On the other hand, preCA19‐9 was proven to be useful in predicting patient prognosis in stage IV CRC patients,⁽ ²¹ ⁾ but not in other stages (data not shown), according to our institute's data. In this study,⁽ ²¹ ⁾ our multivariate analysis revealed that the most dismal phenotype of CRC is exhibited when preCA19‐9 (putatively immune), H factor (distant metastatic), and P factor (local invasive capacity) are recognized in CRC patients (Fig. 4). A previous report that included a multivariate prognostic analysis also revealed that preCA19‐9 is an independent prognostic factor in stage IV CRC;⁽ ²² ⁾ however, our multivariate analysis for the first time examined all three tumor factors simultaneously to predict patient prognosis in stage IV CRC. Recently, we further validated this result in patients (20–75 years old with postoperative chemotherapy; Yamashita K. et al., 2008), where preCA19‐9 again remained an excellent prognostic marker even in the latest set (2001–04) of stage IV CRC patients (Fig. 3b). In the validation study, both preCA19‐9 and H factor were independent prognostic factors in stage IV CRC, but P factor was eliminated, putatively suggesting that chemotherapy is most effective to P factor.

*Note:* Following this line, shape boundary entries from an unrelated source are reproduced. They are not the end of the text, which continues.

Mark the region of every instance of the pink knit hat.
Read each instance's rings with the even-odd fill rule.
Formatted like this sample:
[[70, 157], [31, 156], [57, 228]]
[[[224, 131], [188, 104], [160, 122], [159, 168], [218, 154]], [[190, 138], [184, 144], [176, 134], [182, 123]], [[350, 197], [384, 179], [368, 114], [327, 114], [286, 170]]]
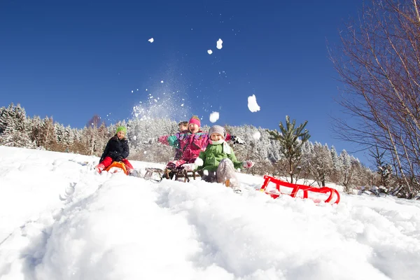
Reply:
[[197, 115], [193, 115], [192, 117], [191, 117], [188, 123], [194, 123], [198, 125], [199, 127], [201, 126], [201, 122], [200, 121], [200, 118], [198, 118]]

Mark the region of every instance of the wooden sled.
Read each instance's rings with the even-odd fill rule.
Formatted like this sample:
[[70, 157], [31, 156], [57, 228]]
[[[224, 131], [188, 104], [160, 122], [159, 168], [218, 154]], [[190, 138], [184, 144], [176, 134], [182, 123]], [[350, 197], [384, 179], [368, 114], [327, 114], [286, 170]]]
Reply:
[[159, 174], [159, 177], [160, 178], [160, 180], [159, 181], [162, 181], [164, 178], [178, 181], [179, 178], [183, 178], [184, 183], [189, 182], [190, 178], [192, 178], [193, 180], [195, 180], [196, 178], [202, 177], [203, 176], [203, 172], [201, 170], [187, 172], [182, 167], [177, 167], [175, 169], [165, 168], [164, 170], [160, 168], [148, 167], [146, 169], [144, 178], [148, 180], [154, 180], [153, 179], [153, 176], [155, 174]]

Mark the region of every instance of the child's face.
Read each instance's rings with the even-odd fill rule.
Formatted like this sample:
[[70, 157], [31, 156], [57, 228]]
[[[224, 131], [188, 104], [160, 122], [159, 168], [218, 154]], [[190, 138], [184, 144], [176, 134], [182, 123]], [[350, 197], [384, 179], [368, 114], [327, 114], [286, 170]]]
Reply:
[[225, 137], [223, 137], [223, 135], [220, 134], [220, 133], [213, 133], [211, 135], [210, 135], [210, 139], [212, 141], [219, 141], [224, 139]]
[[123, 131], [119, 131], [118, 133], [117, 133], [117, 136], [118, 136], [119, 139], [122, 139], [125, 136], [125, 132]]
[[187, 130], [188, 129], [188, 127], [187, 126], [186, 126], [186, 125], [179, 125], [179, 127], [179, 127], [179, 131], [180, 131], [180, 132], [181, 132], [181, 131], [184, 131], [184, 130]]
[[189, 123], [188, 124], [188, 130], [191, 133], [198, 132], [200, 127], [195, 123]]

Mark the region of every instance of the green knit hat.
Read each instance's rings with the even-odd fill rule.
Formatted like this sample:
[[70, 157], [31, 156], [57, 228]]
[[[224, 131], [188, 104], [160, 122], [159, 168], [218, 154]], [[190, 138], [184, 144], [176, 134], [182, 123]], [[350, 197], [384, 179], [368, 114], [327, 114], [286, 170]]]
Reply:
[[124, 133], [125, 133], [127, 134], [127, 128], [125, 127], [123, 127], [121, 125], [121, 126], [117, 127], [117, 132], [115, 132], [115, 134], [120, 132], [120, 131], [123, 131]]

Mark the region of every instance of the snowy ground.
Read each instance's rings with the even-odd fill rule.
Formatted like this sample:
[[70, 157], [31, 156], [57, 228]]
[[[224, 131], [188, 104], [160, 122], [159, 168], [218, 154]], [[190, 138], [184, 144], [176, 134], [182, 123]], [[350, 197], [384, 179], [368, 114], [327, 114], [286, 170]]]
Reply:
[[[0, 146], [0, 279], [417, 279], [420, 202], [338, 205], [200, 181], [96, 174], [97, 158]], [[136, 168], [159, 167], [133, 162]]]

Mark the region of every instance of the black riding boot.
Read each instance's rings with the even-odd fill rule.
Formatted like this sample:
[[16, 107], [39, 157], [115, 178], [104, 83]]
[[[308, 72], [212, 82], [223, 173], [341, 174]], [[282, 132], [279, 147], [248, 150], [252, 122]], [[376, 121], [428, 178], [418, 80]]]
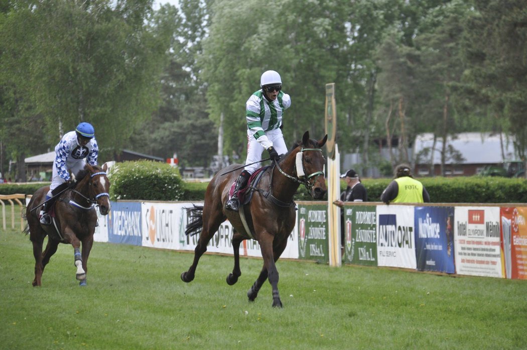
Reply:
[[236, 184], [234, 187], [234, 193], [232, 193], [232, 197], [225, 205], [225, 209], [238, 211], [238, 207], [240, 206], [240, 200], [238, 199], [238, 191], [247, 186], [250, 176], [251, 174], [246, 170], [243, 170], [238, 176], [238, 179], [236, 179]]
[[42, 206], [40, 211], [40, 223], [45, 225], [51, 225], [51, 218], [47, 213], [47, 210], [50, 208], [50, 202], [46, 202]]

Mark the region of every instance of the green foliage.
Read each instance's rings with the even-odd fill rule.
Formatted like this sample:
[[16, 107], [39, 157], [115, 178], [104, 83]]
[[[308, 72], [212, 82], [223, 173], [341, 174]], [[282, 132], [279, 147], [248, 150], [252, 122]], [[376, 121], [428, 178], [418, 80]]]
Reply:
[[60, 244], [42, 286], [34, 288], [31, 244], [8, 226], [0, 232], [0, 348], [512, 350], [527, 344], [524, 280], [280, 259], [284, 308], [277, 309], [267, 281], [253, 302], [246, 296], [261, 259], [241, 257], [239, 280], [228, 286], [232, 257], [207, 254], [196, 279], [184, 283], [179, 274], [192, 256], [95, 242], [87, 285], [80, 287], [71, 246]]
[[[368, 200], [380, 202], [380, 195], [391, 179], [362, 179]], [[430, 195], [432, 203], [525, 203], [527, 181], [522, 179], [471, 177], [417, 178]], [[340, 182], [341, 191], [346, 182]]]
[[43, 186], [49, 186], [49, 183], [35, 182], [18, 184], [16, 183], [0, 184], [0, 195], [33, 195]]
[[112, 200], [177, 201], [184, 193], [179, 171], [166, 163], [146, 160], [118, 163], [108, 177]]

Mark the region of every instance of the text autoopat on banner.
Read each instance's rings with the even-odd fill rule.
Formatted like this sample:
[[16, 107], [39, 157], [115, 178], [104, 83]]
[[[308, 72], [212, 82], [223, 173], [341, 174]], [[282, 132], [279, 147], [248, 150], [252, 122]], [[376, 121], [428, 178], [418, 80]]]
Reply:
[[379, 266], [415, 269], [414, 207], [377, 206], [377, 261]]

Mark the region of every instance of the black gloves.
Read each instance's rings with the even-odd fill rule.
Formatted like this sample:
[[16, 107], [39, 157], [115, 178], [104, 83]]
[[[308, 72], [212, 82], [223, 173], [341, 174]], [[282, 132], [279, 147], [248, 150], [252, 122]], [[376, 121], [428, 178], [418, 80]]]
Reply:
[[278, 155], [278, 153], [272, 146], [271, 146], [267, 149], [267, 152], [269, 152], [269, 157], [271, 158], [271, 160], [272, 161], [280, 159], [280, 156]]

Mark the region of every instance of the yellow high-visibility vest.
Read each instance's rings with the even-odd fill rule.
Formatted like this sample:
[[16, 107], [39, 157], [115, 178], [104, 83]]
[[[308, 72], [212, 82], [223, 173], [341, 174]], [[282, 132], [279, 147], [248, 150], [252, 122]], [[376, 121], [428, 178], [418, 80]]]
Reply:
[[394, 203], [423, 203], [423, 184], [415, 179], [403, 176], [395, 179], [399, 191]]

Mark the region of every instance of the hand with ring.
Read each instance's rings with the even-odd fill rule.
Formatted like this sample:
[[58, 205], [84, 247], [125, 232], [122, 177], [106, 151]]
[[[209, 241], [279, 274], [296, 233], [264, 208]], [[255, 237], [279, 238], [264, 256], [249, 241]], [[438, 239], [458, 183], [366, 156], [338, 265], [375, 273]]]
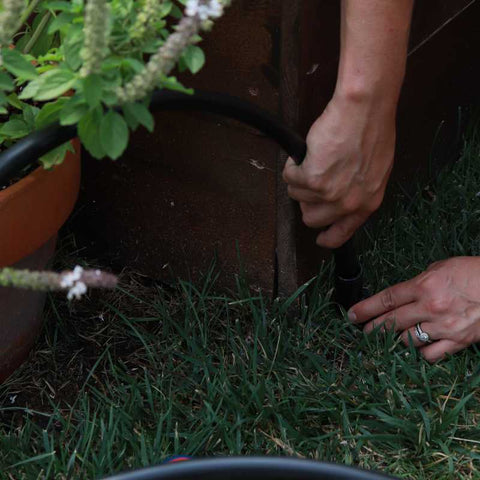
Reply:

Interrelationship of independent prognostic factors according to logistic regression analyses. White boxes are independent prognostic factors. Gray boxes are dependent prognostic factors. These factors reflect associated independent prognostic factors. CEA, carcinoembryonic antigen; LNDE, Iymph node dissection extent; ND20, lymph node metastasis density over 20%; pN, lymph node mitastasis status; T, tumor factor.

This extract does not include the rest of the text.